Wire brush - Other steel components are sometimes okay for cleaning your knife. 000# steel wool, for example, can help you clean up your blade extremely quickly. On the other hand, taking a wire wheel or a wire brush and going to town will most likely gouge your blade. Be patient and do the job right.

Cheap Sandpaper - Sandpaper is used by the world’s finest knife makers to put a finishing touch on a blade. They also use the world’s finest sand paper. Companies like 3M and Norton, my favorite, make very top shelf sandpaper for use on steel. Get yourself some!

Harsh Chemicals - Don’t dip your blade in Naval jelly which is phosphoric acid.
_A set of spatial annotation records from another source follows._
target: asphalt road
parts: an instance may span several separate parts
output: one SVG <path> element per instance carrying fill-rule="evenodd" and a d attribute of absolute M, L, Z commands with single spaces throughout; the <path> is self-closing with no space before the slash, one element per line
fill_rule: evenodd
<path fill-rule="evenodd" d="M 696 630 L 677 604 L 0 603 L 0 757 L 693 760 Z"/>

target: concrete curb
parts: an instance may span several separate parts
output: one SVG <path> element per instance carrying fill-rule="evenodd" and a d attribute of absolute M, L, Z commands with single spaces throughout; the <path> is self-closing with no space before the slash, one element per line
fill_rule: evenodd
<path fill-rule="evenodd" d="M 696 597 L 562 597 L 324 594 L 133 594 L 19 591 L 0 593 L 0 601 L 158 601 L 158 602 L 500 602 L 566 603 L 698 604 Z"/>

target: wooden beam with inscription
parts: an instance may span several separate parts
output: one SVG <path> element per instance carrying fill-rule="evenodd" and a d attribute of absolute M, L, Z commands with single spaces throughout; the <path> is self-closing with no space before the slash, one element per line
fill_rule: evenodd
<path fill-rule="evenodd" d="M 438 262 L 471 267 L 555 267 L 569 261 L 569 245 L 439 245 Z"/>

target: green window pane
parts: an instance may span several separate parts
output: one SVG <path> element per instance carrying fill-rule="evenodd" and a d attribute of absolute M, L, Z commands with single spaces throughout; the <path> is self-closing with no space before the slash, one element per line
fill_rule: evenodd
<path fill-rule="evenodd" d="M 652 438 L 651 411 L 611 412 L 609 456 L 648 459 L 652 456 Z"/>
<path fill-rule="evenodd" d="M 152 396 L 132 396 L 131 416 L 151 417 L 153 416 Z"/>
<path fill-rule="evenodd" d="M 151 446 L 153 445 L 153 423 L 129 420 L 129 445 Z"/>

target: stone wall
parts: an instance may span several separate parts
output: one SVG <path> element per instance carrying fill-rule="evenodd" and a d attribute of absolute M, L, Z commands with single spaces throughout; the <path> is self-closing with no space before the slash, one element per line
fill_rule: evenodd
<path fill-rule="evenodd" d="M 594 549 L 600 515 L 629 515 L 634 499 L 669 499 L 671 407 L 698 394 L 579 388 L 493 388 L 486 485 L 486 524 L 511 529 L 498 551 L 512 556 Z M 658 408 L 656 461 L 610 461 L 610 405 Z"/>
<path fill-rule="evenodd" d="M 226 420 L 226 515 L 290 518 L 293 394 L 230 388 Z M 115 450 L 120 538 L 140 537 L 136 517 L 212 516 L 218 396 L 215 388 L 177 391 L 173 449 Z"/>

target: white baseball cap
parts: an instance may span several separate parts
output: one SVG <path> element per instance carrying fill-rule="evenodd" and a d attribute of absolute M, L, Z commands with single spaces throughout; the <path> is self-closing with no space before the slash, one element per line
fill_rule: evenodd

Blades can be damaged by the harsh chemicals and often, by removing the rust with chemicals you’re going to stain the blade and be back to square one anyway!

If you decide that you want to clean up your old rust shank into a good bushcraft or EDC blade, proceed. Ignore everyone else who may talk you out of it. Gets your hands on the right tools, set aside a long afternoon, and get at it, you’ll be glad you did!

Knives were meant to be used and removing the years from a blade is just a new slate for you to work the blade until it’s time for you to clean it again.